Publié il y a 3 ans - Mise à jour le 31.08.2020 - abdel-samari - 6 min  - vu 16658 fois

FAIT DU JOUR Yvan Lachaud : "J'ai peur que l'histoire me donne raison"

Yvan Lachaud lors de notre entretien à la fin du mois d'août 2020 (Photo : AS/Objectif Gard)

L'ex-président de Nîmes métropole, Yvan Lachaud, prend la parole deux mois après sa défaite aux Municipales à Nîmes (Photo : AS/Objectif Gard)

Depuis le 28 juin dernier et ce soir du second tour des Municipales où il a compris qu'il ne serait pas maire de Nîmes, Yvan Lachaud est resté silencieux. Il a décidé de reprendre la parole ce lundi sur Objectif Gard pour la rentrée de notre journal. Interview.

Objectif Gard : Comment allez-vous depuis la fin du mois de juin ?

Yvan Lachaud : Je vais bien, je vous remercie.

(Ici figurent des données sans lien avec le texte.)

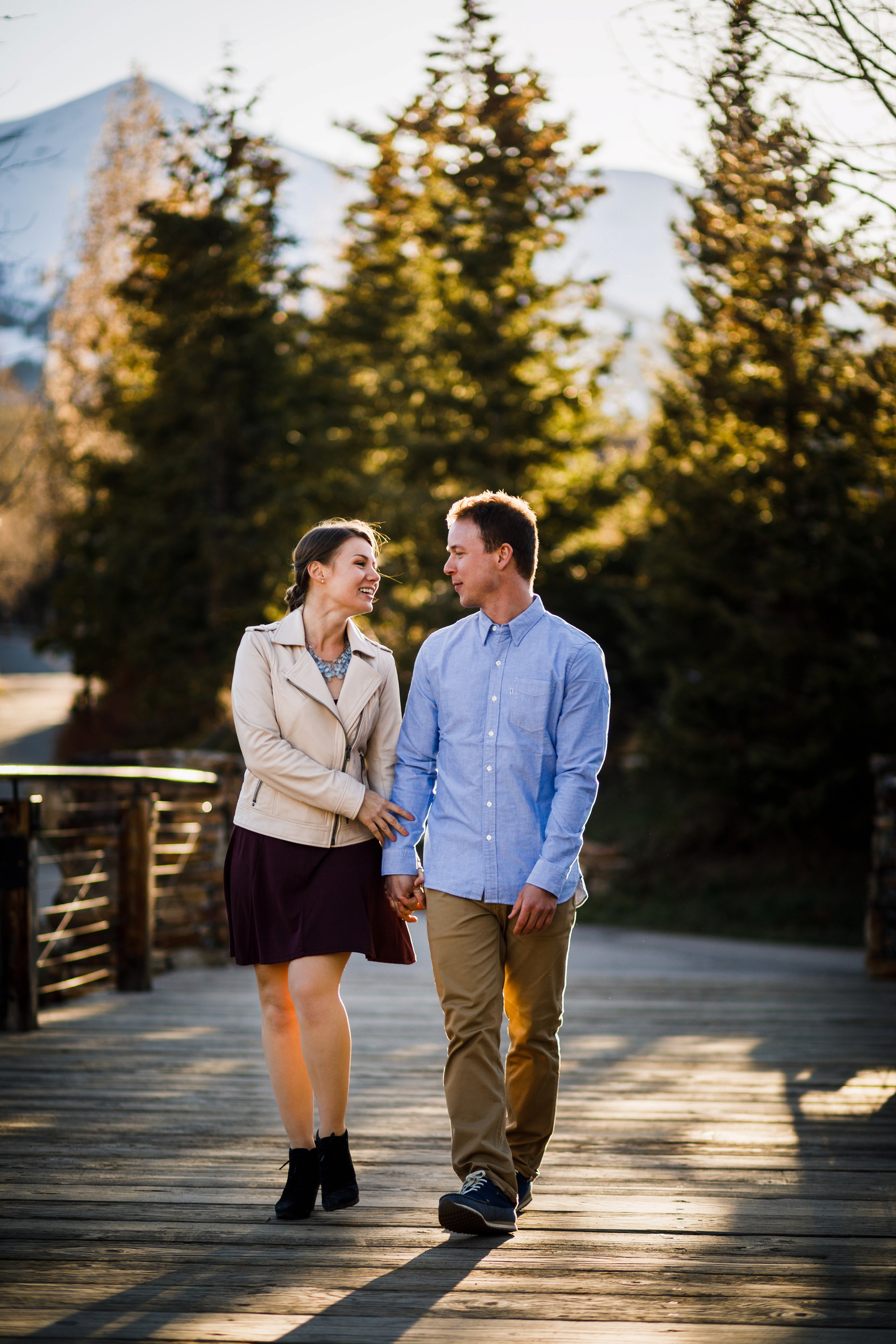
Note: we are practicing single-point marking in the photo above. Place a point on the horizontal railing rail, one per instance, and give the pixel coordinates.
(78, 896)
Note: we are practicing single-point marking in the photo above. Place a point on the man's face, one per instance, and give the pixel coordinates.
(473, 572)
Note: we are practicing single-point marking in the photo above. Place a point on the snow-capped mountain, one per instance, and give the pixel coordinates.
(46, 162)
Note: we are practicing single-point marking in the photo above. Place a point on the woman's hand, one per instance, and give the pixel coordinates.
(406, 894)
(379, 816)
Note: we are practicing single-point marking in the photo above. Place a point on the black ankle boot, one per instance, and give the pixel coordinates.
(303, 1182)
(339, 1187)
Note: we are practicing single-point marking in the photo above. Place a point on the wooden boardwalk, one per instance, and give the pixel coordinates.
(723, 1168)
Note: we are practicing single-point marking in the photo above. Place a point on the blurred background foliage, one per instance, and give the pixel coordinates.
(734, 556)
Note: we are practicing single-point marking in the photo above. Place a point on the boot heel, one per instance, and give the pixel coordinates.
(303, 1183)
(339, 1185)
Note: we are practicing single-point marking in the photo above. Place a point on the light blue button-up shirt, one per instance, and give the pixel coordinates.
(504, 734)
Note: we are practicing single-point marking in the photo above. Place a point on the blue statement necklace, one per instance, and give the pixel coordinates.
(338, 668)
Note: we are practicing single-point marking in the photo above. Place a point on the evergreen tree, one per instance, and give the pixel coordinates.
(180, 543)
(444, 365)
(767, 574)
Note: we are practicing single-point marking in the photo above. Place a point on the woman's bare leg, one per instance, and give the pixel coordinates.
(283, 1045)
(327, 1039)
(308, 1043)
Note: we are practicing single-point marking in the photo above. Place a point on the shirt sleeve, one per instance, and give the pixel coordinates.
(416, 771)
(582, 745)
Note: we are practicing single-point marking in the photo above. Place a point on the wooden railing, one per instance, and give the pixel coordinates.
(880, 913)
(80, 873)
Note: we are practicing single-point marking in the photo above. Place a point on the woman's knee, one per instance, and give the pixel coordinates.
(279, 1015)
(315, 1002)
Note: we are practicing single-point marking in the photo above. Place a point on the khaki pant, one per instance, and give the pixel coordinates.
(502, 1119)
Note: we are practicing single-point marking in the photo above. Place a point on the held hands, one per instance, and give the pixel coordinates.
(534, 909)
(379, 816)
(406, 894)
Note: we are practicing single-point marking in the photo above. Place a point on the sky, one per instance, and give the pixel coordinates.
(324, 61)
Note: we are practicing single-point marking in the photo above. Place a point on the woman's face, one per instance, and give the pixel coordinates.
(351, 580)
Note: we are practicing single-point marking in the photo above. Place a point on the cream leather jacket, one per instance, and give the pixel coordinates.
(308, 759)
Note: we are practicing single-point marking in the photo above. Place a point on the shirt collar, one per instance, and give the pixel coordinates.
(519, 627)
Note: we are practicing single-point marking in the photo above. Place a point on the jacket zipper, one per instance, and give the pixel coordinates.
(348, 748)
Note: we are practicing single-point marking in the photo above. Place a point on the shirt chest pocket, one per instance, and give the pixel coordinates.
(530, 705)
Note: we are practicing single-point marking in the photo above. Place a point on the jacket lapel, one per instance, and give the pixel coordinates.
(362, 681)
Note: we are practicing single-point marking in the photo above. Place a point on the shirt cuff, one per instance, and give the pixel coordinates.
(549, 877)
(400, 859)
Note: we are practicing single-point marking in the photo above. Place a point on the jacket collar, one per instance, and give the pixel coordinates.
(520, 625)
(362, 679)
(292, 632)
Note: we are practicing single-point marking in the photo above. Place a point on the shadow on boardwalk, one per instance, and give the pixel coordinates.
(723, 1167)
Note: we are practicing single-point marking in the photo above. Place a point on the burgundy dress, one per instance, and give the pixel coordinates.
(288, 901)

C'est sûr que j'ai passé un moment difficile surtout quand on a donné beaucoup de sa personne. Mais j'ai pris le temps de la réflexion et je dirais que c'est plus une déception pour ma ville que pour moi. Comme vous le savez, j'ai des occupations professionnelles importantes et, de ce point de vue là, ma motivation est intacte. Je suis déjà replongé dans ma passion et dans le travail.

Qu'avez-vous fait cet été ?

Je suis parti en vacances quinze jours en famille. J'ai fait de la randonnée et profité du bon temps avec mes proches.

Avec deux mois de recul, vous avez eu le temps de comprendre les raisons de votre défaite ?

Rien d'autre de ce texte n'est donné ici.